To reduce image-processing and prompt-length constraints, the authors first use GPT-5 to convert the images into detailed text descriptions. Each resulting semantic item combines those descriptions with metadata such as area, bedroom count, bathroom count, and ZIP code. Price is withheld from the semantic item, and the prediction target is log price.
The system receives several numerical inputs directly—intercept, area, bedrooms, and bathrooms—rather than wasting discovery cycles rediscovering basic quantities. GenZ then mines additional binary semantic features.
The data is divided into an 80% training set and a 20% test set. The authors evaluate both a linear mapping and a small neural network.
The strongest GenZ configuration reaches a log-price median absolute error of roughly 0.10–0.11, corresponding to about 12% median relative error on raw house prices. The zero-shot feature baseline remains around 38%.
That gap is too large to explain through a slightly better phrasing of the same feature list.
The baseline describes houses; GenZ describes this housing dataset
For the zero-shot baseline, GPT-5 is asked to propose approximately 50 yes-or-no characteristics useful for price prediction. It produces 52.
The resulting list contains reasonable housing attributes:
- private swimming pool;
- scenic views;
- granite countertops;
- hardwood flooring;
- decorative chandeliers;
- green lawns;
- kitchen islands;
- gated entries.
These features are not foolish. Many are likely relevant in some market.
They are also highly conventional.
GenZ’s discovered features include exact ZIP-code groups, site-built rather than manufactured construction, plantation shutters, carports, three-car garages, retro bathroom elements, Hollywood-style bathroom lighting, wood paneling, and the absence of a kitchen island.
Some of these features may be direct pricing factors. Others may operate as proxies for location, construction era, renovation quality, or market segment. Their importance comes from fitting the observed pricing structure, not from sounding universally important.
The neural network performs better than the linear model in this experiment because house-price effects plausibly interact. A quality feature may have a different value in different locations or at different property sizes. The nonlinear model can capture those combinations.
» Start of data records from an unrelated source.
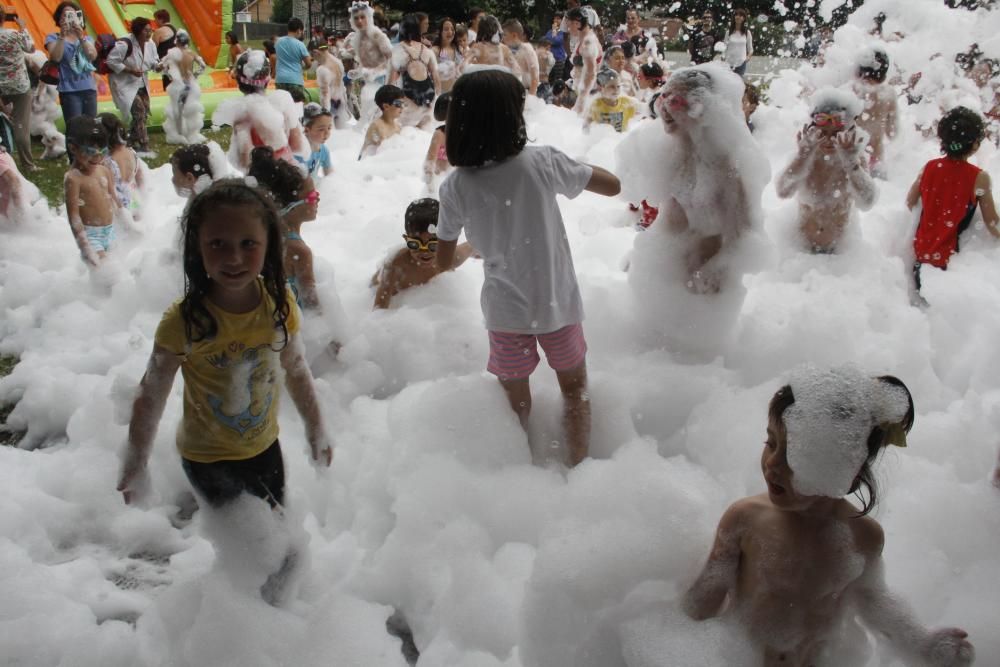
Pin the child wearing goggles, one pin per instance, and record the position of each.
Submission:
(415, 264)
(829, 173)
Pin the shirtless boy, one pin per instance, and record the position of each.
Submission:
(389, 100)
(90, 189)
(829, 173)
(879, 116)
(416, 263)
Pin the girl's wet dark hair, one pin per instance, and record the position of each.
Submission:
(409, 28)
(113, 126)
(485, 118)
(234, 192)
(192, 159)
(441, 105)
(420, 215)
(959, 130)
(879, 70)
(489, 25)
(282, 179)
(877, 439)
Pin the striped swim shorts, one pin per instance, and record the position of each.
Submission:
(515, 356)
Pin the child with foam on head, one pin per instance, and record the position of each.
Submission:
(796, 565)
(610, 107)
(234, 331)
(415, 264)
(436, 161)
(503, 194)
(880, 110)
(298, 200)
(92, 203)
(949, 189)
(124, 164)
(260, 118)
(317, 125)
(194, 167)
(829, 173)
(389, 100)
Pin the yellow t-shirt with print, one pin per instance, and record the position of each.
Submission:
(616, 115)
(231, 385)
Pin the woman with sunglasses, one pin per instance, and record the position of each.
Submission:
(297, 199)
(829, 174)
(75, 52)
(415, 264)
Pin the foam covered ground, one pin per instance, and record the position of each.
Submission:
(437, 503)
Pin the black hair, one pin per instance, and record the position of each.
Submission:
(746, 19)
(139, 24)
(113, 126)
(489, 25)
(420, 215)
(86, 132)
(577, 14)
(409, 28)
(282, 179)
(485, 118)
(877, 439)
(387, 94)
(959, 130)
(61, 7)
(198, 321)
(454, 30)
(441, 105)
(652, 71)
(879, 70)
(192, 159)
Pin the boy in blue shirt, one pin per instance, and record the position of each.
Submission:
(292, 58)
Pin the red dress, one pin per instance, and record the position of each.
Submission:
(948, 196)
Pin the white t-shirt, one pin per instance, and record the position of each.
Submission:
(511, 217)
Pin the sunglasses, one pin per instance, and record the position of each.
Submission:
(413, 243)
(824, 119)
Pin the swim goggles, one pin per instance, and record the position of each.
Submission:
(413, 243)
(824, 119)
(311, 198)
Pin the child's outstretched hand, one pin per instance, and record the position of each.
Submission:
(948, 647)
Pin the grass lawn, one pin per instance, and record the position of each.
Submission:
(50, 178)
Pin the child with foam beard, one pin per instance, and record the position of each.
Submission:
(829, 173)
(797, 565)
(416, 263)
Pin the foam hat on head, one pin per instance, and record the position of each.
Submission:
(828, 425)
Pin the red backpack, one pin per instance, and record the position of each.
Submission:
(105, 43)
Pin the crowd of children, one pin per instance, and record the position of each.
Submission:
(248, 272)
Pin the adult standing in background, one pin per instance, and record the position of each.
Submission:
(702, 40)
(15, 88)
(164, 37)
(739, 42)
(75, 52)
(292, 58)
(130, 61)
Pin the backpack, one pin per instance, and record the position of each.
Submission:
(105, 43)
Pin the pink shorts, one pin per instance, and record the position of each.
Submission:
(515, 356)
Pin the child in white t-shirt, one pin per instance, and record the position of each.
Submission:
(504, 195)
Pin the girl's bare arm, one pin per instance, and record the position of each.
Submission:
(302, 389)
(706, 596)
(147, 409)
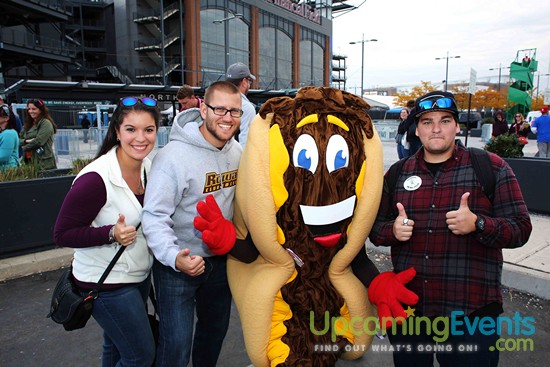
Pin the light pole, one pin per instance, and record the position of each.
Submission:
(447, 66)
(363, 41)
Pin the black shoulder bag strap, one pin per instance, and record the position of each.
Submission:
(484, 171)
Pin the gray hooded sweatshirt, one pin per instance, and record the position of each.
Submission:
(183, 173)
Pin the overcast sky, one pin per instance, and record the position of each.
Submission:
(411, 34)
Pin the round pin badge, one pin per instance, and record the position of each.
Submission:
(412, 183)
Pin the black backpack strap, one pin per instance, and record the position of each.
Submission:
(484, 171)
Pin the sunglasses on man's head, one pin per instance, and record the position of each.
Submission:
(439, 102)
(132, 101)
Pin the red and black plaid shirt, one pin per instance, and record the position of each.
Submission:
(454, 272)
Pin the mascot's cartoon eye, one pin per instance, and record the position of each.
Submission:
(337, 153)
(305, 154)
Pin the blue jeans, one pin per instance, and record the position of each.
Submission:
(127, 336)
(457, 351)
(179, 296)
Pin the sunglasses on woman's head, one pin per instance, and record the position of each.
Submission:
(132, 101)
(5, 109)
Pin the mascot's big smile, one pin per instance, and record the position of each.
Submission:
(321, 219)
Its learning curve also shows more severe overtraining after reaching its best test performance. More discovered features eventually improve training error while worsening generalization. Interpretability has not repealed the usual rules of model selection.
The house baseline is generous, but the evaluation remains illustrative
The baseline receives unusually favorable treatment. GPT-5 is given the complete collection of items, including prices, when proposing its features. Those features are then repeatedly pruned, and the best observed test performance is reported.
This makes the baseline difficult to dismiss as an intentionally weak prompt. Even with access to extensive information, generic feature proposal performs poorly.
It also means the comparison is not a clean simulation of deployment on an untouched test set. Combined with the small dataset and single reported split, the experiment should be read as strong illustrative evidence for the mechanism—not a settled estimate of production performance.
Netflix shows why collective preference is not the same as content similarity
The second main experiment concerns cold-start recommendation.
The Netflix Prize dataset contains ratings from 480,189 users across 17,770 movies. The authors use singular value decomposition to obtain a 32-dimensional collaborative-filtering embedding for each movie.
These embeddings summarize how users collectively relate movies to one another. A new movie, however, has no interaction history from which to estimate its position in that preference space.
GenZ attempts to predict the embedding directly from semantic information.
For the experiment, the authors focus on the 512 most-watched movies and randomly split them into training and test sets. Because these are popular films, the semantic description contains only each movie’s title and release year; the foundation model is expected to know enough about them already.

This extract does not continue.